Avec l’échec devant Paris, le martyre de Jeanne était commencé ; deux ans plus tard, il se terminait sur le bûcher de Rouen.

Mais l’œuvre de la Providence s’accomplit sans les hommes, malgré eux bien souvent, et leur aveugle prudence s’oppose en vain aux lumineuses audaces de la foi. Morte, Jeanne, malgré l’ingratitude du Roi, combattait toujours pour lui ; l’Anglais continuait de la craindre ; elle planait au-dessus des armées, commandait toujours la victoire, et, cinq ans après son martyre, c’est bien elle encore qui fit entrer Charles dans Paris.

Le 12 novembre 1437, c’est devant cette église de la Chapelle où Jeanne avait, en priant, préparé la délivrance que furent apportées au Roi les clefs de la ville.

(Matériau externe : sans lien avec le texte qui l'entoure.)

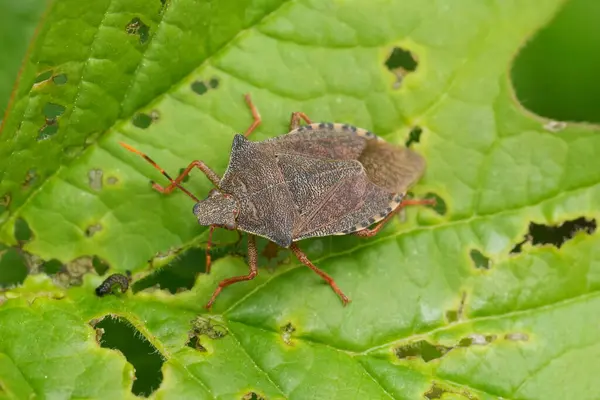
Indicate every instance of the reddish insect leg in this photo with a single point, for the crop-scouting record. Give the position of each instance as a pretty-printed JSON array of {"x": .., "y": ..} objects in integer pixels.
[
  {"x": 176, "y": 183},
  {"x": 255, "y": 115},
  {"x": 211, "y": 229},
  {"x": 252, "y": 266},
  {"x": 304, "y": 260},
  {"x": 295, "y": 120},
  {"x": 210, "y": 174},
  {"x": 404, "y": 203}
]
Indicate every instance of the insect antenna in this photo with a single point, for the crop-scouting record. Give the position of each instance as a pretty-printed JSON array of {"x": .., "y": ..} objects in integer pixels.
[{"x": 162, "y": 171}]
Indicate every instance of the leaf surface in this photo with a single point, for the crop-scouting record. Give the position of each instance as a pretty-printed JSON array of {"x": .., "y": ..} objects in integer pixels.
[{"x": 168, "y": 77}]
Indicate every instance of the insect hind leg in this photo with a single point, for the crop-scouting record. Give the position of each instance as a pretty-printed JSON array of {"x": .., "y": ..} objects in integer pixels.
[
  {"x": 252, "y": 267},
  {"x": 304, "y": 260}
]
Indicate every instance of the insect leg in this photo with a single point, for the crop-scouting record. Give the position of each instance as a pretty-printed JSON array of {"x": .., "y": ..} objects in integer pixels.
[
  {"x": 255, "y": 115},
  {"x": 175, "y": 183},
  {"x": 304, "y": 260},
  {"x": 404, "y": 203},
  {"x": 252, "y": 266},
  {"x": 211, "y": 229},
  {"x": 295, "y": 120},
  {"x": 210, "y": 174}
]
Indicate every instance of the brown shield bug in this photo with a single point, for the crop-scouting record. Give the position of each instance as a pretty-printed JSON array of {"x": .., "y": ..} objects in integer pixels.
[{"x": 317, "y": 180}]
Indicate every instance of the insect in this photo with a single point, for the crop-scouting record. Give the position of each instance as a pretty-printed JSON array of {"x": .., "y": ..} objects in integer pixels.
[
  {"x": 317, "y": 180},
  {"x": 106, "y": 287}
]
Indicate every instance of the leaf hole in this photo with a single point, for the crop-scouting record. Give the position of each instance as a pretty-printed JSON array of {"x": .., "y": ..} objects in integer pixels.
[
  {"x": 22, "y": 232},
  {"x": 49, "y": 129},
  {"x": 43, "y": 77},
  {"x": 476, "y": 339},
  {"x": 421, "y": 349},
  {"x": 400, "y": 62},
  {"x": 213, "y": 83},
  {"x": 286, "y": 333},
  {"x": 72, "y": 273},
  {"x": 114, "y": 283},
  {"x": 177, "y": 270},
  {"x": 517, "y": 337},
  {"x": 52, "y": 267},
  {"x": 91, "y": 230},
  {"x": 437, "y": 391},
  {"x": 137, "y": 27},
  {"x": 556, "y": 235},
  {"x": 53, "y": 110},
  {"x": 100, "y": 266},
  {"x": 141, "y": 120},
  {"x": 30, "y": 178},
  {"x": 13, "y": 267},
  {"x": 479, "y": 260},
  {"x": 199, "y": 87},
  {"x": 5, "y": 202},
  {"x": 119, "y": 334},
  {"x": 95, "y": 179},
  {"x": 414, "y": 136},
  {"x": 456, "y": 315},
  {"x": 186, "y": 178},
  {"x": 440, "y": 205},
  {"x": 59, "y": 79},
  {"x": 253, "y": 396}
]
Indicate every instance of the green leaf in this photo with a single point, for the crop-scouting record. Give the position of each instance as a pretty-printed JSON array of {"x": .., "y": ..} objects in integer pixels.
[
  {"x": 17, "y": 23},
  {"x": 440, "y": 308}
]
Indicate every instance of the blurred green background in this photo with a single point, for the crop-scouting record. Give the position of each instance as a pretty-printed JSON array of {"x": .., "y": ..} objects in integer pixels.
[{"x": 555, "y": 76}]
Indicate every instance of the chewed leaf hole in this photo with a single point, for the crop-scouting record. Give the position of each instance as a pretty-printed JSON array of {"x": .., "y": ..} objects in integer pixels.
[
  {"x": 137, "y": 27},
  {"x": 517, "y": 337},
  {"x": 556, "y": 235},
  {"x": 30, "y": 178},
  {"x": 186, "y": 178},
  {"x": 95, "y": 179},
  {"x": 60, "y": 79},
  {"x": 53, "y": 111},
  {"x": 439, "y": 391},
  {"x": 421, "y": 349},
  {"x": 286, "y": 333},
  {"x": 456, "y": 315},
  {"x": 100, "y": 266},
  {"x": 414, "y": 136},
  {"x": 92, "y": 230},
  {"x": 142, "y": 120},
  {"x": 213, "y": 83},
  {"x": 49, "y": 129},
  {"x": 253, "y": 396},
  {"x": 199, "y": 87},
  {"x": 400, "y": 62},
  {"x": 440, "y": 204},
  {"x": 203, "y": 329},
  {"x": 44, "y": 76},
  {"x": 119, "y": 334},
  {"x": 22, "y": 231},
  {"x": 479, "y": 260},
  {"x": 13, "y": 267},
  {"x": 176, "y": 271}
]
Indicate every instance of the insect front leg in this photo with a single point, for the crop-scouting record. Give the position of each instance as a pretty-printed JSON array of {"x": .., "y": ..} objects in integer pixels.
[
  {"x": 252, "y": 267},
  {"x": 304, "y": 260},
  {"x": 404, "y": 203},
  {"x": 175, "y": 183},
  {"x": 255, "y": 116},
  {"x": 295, "y": 120}
]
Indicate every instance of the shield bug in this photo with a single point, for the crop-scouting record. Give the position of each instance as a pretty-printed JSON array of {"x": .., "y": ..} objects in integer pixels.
[{"x": 317, "y": 180}]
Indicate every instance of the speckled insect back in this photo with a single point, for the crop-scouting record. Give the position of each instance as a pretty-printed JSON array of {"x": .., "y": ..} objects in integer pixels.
[{"x": 317, "y": 180}]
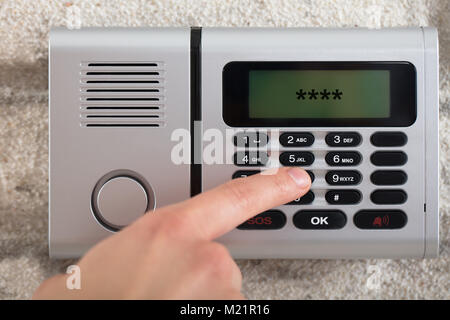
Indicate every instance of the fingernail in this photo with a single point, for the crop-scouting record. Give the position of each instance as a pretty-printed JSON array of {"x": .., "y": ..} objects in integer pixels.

Cette petite église, vieille déjà d’au moins deux siècles au temps de Jeanne, a subi depuis d’importantes modifications : le XVIIIe siècle a remplacé son portail par une façade au goût du jour ; le XIXe, pour l’agrandir, en a reculé le chœur. Mais, dans ces remaniements successifs, les vieux piliers romans de la nef, ceux qui virent prier Jeanne d’Arc, sont heureusement restés debout. Conservés dans la basilique avec un pieux respect, ils demeureront toujours, témoins sacrés des miraculeux événements qui firent de Jeanne la grande sainte de la Patrie.


Ch. GAILLY DE TAURINES.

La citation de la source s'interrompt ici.